The 17-year-old, who was killed in a car crash near Battle Ground, Wash., was well-known for her spark and enthusiasm at school, principal John Shoup said in a phone interview Saturday afternoon.

Shoup said that school staff were "saddened and sickened to lose such a beautiful young lady.

"We feel such a sense of unity of school and family in Woodland — it hurts all the more," Shoup said.

Effingham's family could not be reached for comment Saturday night.

Battle Ground resident Ryan L. Matison, 20, sped through a flashing stop sign in a 1994 Toyota Corolla and crashed into a 2006 Chevrolet pickup truck, according to the Washington State Patrol. Effingham, a passenger in Matison's car, died at the scene, according to WSP. All were wearing seatbelts and no drugs or alcohol were not involved, according to WSP.

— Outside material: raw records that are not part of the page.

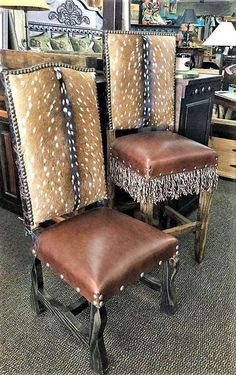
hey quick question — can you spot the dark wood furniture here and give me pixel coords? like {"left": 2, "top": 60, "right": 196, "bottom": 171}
{"left": 176, "top": 74, "right": 222, "bottom": 145}
{"left": 173, "top": 74, "right": 222, "bottom": 216}
{"left": 0, "top": 81, "right": 21, "bottom": 214}
{"left": 210, "top": 93, "right": 236, "bottom": 180}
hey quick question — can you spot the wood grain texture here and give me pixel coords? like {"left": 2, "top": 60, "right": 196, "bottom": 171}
{"left": 210, "top": 137, "right": 236, "bottom": 180}
{"left": 140, "top": 199, "right": 153, "bottom": 225}
{"left": 194, "top": 190, "right": 213, "bottom": 263}
{"left": 163, "top": 222, "right": 199, "bottom": 237}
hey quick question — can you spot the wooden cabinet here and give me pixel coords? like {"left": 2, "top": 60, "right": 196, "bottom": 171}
{"left": 210, "top": 136, "right": 236, "bottom": 179}
{"left": 210, "top": 94, "right": 236, "bottom": 180}
{"left": 174, "top": 74, "right": 222, "bottom": 215}
{"left": 0, "top": 82, "right": 22, "bottom": 214}
{"left": 176, "top": 75, "right": 222, "bottom": 145}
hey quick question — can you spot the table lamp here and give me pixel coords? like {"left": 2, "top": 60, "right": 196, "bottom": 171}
{"left": 0, "top": 0, "right": 49, "bottom": 49}
{"left": 203, "top": 22, "right": 236, "bottom": 74}
{"left": 180, "top": 9, "right": 198, "bottom": 46}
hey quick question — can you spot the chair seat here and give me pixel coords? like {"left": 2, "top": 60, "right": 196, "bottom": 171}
{"left": 37, "top": 207, "right": 177, "bottom": 305}
{"left": 110, "top": 131, "right": 217, "bottom": 177}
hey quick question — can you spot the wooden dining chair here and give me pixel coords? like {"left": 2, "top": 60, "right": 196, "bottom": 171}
{"left": 3, "top": 63, "right": 179, "bottom": 375}
{"left": 105, "top": 31, "right": 218, "bottom": 263}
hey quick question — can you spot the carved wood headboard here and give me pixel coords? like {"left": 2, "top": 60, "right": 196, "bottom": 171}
{"left": 27, "top": 0, "right": 103, "bottom": 38}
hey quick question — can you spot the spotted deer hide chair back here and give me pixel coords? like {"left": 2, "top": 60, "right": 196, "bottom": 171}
{"left": 4, "top": 64, "right": 107, "bottom": 231}
{"left": 105, "top": 31, "right": 176, "bottom": 131}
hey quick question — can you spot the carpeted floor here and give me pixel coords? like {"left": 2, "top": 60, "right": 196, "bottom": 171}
{"left": 0, "top": 179, "right": 235, "bottom": 375}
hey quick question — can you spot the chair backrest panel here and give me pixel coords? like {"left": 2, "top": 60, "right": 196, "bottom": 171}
{"left": 5, "top": 65, "right": 106, "bottom": 230}
{"left": 61, "top": 68, "right": 106, "bottom": 209}
{"left": 146, "top": 35, "right": 176, "bottom": 127}
{"left": 106, "top": 33, "right": 145, "bottom": 130}
{"left": 105, "top": 31, "right": 176, "bottom": 131}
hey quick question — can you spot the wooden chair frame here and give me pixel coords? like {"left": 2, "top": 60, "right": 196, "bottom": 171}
{"left": 105, "top": 30, "right": 215, "bottom": 263}
{"left": 4, "top": 63, "right": 180, "bottom": 375}
{"left": 31, "top": 215, "right": 179, "bottom": 374}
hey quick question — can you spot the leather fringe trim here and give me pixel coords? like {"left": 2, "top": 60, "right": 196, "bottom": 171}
{"left": 110, "top": 157, "right": 218, "bottom": 204}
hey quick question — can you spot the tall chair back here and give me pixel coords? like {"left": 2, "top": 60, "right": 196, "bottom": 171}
{"left": 4, "top": 64, "right": 106, "bottom": 231}
{"left": 105, "top": 31, "right": 176, "bottom": 131}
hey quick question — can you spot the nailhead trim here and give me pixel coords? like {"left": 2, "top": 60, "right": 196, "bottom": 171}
{"left": 3, "top": 63, "right": 95, "bottom": 234}
{"left": 92, "top": 291, "right": 104, "bottom": 308}
{"left": 4, "top": 73, "right": 34, "bottom": 230}
{"left": 104, "top": 30, "right": 176, "bottom": 131}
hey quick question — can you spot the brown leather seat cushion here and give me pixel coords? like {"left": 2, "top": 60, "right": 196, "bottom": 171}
{"left": 38, "top": 207, "right": 177, "bottom": 304}
{"left": 111, "top": 131, "right": 218, "bottom": 177}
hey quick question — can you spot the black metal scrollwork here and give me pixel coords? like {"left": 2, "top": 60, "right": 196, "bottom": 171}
{"left": 48, "top": 0, "right": 90, "bottom": 26}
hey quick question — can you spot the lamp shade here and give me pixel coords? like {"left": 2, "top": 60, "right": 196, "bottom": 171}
{"left": 181, "top": 9, "right": 197, "bottom": 25}
{"left": 203, "top": 22, "right": 236, "bottom": 46}
{"left": 0, "top": 0, "right": 49, "bottom": 10}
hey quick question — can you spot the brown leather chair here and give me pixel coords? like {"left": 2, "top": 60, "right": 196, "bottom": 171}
{"left": 3, "top": 63, "right": 179, "bottom": 375}
{"left": 105, "top": 31, "right": 218, "bottom": 263}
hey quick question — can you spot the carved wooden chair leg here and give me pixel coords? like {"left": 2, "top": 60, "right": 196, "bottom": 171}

Charges are pending against Matison, but police have not determined what they are.

Effingham, who was a Running Start student, had not been on campus full-time this year, Shoup said, but she was still a strong presence in the school's social life.

"Samantha just was a sweetheart of a girl. She was vibrant, full of energy — a lot of spunk, I guess I would say," Shoup said.

Effingham was known around campus as someone who loved fashion, was loyal to her friends and wasn't afraid to express her opinions or do things her own way, Shoup said.

"She was one who was not afraid to not follow or conform to the rules, but she was generous in her care of other people. She had a vibrant smile and a joy about her. She took good classes. You knew Samantha was there," Shoup said.

The loss is especially poignant for the school because, according to Shoup, Effingham is the fourth Woodland student who has died in as many years.

The school had already reached out to the family, Shoup said. Her parents, weren't home when he stopped by earlier, but he and other school staff planned to return with food, cards, and whatever else they could offer to support her loved ones.

"We made sure the family knows that we're there to provide any support we can," Shoup said.

To help students and staff cope with Effingham's death, the school will have staff meeting Monday, and will set up a "safe room" where students can go to write cards for her family, share stories, or talk with a counselor. In addition, the school will provide sidewalk chalk and encourage students to write out messages for Samantha and her family all over the school.

"We really try to work with providing outlets to appropriately deal with this grief. ... We just really encourage kids to share stories, and we'll make sure those get to the family," Shoup said.